Officer Donna Jaconi of the Police Department's crime-scene unit testified in the nonjury trial before Common Pleas Judge Jeffrey Minehart that 30 fired cartridge casings - from .357-caliber, .40-caliber, .45-caliber and 9mm weapons - were recovered from the block that day.

Cameron said in his opening that Jovonne Stelly, 28, had been shot with a .357-caliber gun and that Michael Stelly had been standing in an area where fired .357-caliber cartridge casings were found.

He also told the judge that this is a "complicated case" in which witnesses on the scene "aren't telling the truth" because they're "associated with one family or the other."

Cameron said that before the shooting, a car pulled up to Scruggs' house, and an unidentified man went into the house and passed out guns.

Kaya Shapiro, 20, the Stellys' sister, testified yesterday that before the shooting, she was hanging out with Eddie Tate, Earl Zarpeli and others near the two-story rowhouse where Scruggs and Devine lived.

She said they had gotten into an argument with Devine. "Eddie and Keith were supposed to fight because Keith shot at him [Eddie] a couple of days before," she said.

She said that she then had gone to a corner store and that a cousin of hers, Drayton Sterns, had run to grab her because a "rumble" was to start.

When she returned to the block, "a whole crowd" was there, and Scruggs "was telling Keith and Eddie they were going to rumble one-on-one," but "Keith said he wasn't rumbling," she said.

Then somebody on her side "spit," she believed toward Scruggs, and "then Sam pulled out a gun" on Zarpeli, she said.

"He had Earl on the ground in the middle of the street. . . . He put his knee in his chest.

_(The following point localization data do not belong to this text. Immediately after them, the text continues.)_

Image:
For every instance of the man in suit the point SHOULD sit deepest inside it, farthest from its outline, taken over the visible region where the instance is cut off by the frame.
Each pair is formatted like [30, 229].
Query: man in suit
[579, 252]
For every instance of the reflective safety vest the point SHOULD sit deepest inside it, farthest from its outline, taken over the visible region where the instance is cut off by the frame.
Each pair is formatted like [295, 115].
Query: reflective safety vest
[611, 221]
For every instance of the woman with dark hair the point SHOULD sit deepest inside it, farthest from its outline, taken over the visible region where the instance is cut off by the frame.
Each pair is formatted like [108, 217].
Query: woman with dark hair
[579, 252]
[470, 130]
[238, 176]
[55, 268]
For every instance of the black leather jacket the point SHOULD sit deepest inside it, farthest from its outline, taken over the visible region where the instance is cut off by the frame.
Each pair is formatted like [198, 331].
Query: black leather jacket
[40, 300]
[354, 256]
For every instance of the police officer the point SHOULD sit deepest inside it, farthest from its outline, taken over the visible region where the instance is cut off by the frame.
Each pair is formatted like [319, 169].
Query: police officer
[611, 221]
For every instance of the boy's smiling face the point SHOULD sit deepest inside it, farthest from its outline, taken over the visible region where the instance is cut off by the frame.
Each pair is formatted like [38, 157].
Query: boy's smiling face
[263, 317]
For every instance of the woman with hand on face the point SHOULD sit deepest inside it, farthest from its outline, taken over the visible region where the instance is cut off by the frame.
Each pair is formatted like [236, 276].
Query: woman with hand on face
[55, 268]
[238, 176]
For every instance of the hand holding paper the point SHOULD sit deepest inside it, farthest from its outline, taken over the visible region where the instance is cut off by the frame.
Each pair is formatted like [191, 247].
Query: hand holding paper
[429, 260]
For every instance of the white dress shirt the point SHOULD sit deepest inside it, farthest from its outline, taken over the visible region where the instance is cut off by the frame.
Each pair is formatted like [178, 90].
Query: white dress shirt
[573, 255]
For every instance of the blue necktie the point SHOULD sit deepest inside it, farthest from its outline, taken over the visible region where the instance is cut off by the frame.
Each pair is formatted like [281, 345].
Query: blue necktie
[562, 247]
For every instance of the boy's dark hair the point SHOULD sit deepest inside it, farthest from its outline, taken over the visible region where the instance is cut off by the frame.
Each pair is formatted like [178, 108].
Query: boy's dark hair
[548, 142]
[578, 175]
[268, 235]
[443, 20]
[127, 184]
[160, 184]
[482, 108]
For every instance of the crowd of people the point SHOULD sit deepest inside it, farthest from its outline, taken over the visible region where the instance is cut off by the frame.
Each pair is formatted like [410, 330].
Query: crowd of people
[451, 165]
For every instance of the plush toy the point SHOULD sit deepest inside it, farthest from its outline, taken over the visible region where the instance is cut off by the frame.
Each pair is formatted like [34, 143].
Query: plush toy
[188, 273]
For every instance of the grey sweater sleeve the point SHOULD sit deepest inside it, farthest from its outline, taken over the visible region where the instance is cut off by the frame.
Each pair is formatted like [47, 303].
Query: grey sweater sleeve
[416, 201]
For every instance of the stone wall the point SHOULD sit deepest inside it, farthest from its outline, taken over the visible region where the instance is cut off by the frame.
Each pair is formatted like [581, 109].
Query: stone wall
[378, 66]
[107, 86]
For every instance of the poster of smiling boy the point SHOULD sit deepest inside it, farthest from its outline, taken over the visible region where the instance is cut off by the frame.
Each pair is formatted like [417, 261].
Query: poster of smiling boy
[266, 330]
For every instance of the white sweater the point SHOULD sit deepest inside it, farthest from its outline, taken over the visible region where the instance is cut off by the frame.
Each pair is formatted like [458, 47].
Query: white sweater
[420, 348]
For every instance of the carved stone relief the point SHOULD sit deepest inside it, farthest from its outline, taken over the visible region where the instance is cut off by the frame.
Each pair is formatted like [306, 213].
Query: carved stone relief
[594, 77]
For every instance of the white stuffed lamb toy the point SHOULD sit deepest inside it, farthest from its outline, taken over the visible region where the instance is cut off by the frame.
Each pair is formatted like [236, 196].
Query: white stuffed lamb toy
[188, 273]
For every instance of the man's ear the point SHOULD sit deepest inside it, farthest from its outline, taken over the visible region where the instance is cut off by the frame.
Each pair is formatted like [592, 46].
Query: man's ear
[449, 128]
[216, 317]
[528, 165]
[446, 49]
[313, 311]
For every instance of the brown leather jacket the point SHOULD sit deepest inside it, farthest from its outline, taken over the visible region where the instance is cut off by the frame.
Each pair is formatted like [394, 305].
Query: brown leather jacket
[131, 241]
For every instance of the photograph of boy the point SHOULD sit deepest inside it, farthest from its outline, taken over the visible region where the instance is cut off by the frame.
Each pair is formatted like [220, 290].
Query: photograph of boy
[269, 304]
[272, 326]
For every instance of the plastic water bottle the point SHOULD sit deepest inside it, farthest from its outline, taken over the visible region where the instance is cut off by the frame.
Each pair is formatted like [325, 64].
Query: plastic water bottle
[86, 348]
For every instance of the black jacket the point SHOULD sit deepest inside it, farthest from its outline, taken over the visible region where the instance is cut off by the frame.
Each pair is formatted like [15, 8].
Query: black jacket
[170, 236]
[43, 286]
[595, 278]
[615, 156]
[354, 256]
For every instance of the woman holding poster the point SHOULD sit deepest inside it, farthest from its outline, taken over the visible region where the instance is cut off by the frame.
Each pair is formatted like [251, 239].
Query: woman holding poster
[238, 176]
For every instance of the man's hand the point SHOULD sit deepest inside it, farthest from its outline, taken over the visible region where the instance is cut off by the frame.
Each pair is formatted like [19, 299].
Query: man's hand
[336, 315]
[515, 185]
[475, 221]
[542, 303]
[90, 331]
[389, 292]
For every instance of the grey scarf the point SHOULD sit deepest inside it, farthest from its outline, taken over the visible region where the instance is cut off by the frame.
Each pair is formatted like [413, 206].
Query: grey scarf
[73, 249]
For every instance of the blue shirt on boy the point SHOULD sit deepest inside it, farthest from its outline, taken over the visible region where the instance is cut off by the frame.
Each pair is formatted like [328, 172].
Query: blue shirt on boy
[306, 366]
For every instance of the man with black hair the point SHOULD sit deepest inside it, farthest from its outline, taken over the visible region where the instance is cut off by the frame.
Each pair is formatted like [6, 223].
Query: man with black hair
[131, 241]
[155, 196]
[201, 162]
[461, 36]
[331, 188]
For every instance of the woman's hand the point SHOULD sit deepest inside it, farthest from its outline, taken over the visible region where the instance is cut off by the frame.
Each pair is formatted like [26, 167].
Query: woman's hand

He told him he was going to put him where he belonged," she testified.

But Tate "creeped up" behind Scruggs, and then Devine "came up, started shooting," she said.

"Everybody started running," she testified.

Shapiro said under cross-examination by Michael Stelly's defense attorney, Thomas McGill, that when her sister fell after being shot, Shapiro ran into her house to get her brother Michael, who she claimed was in the house when their sister was shot.

In a statement to police, read in court yesterday, Michael Stelly said he was "going down my steps" when he heard shots. He said he was not carrying a gun.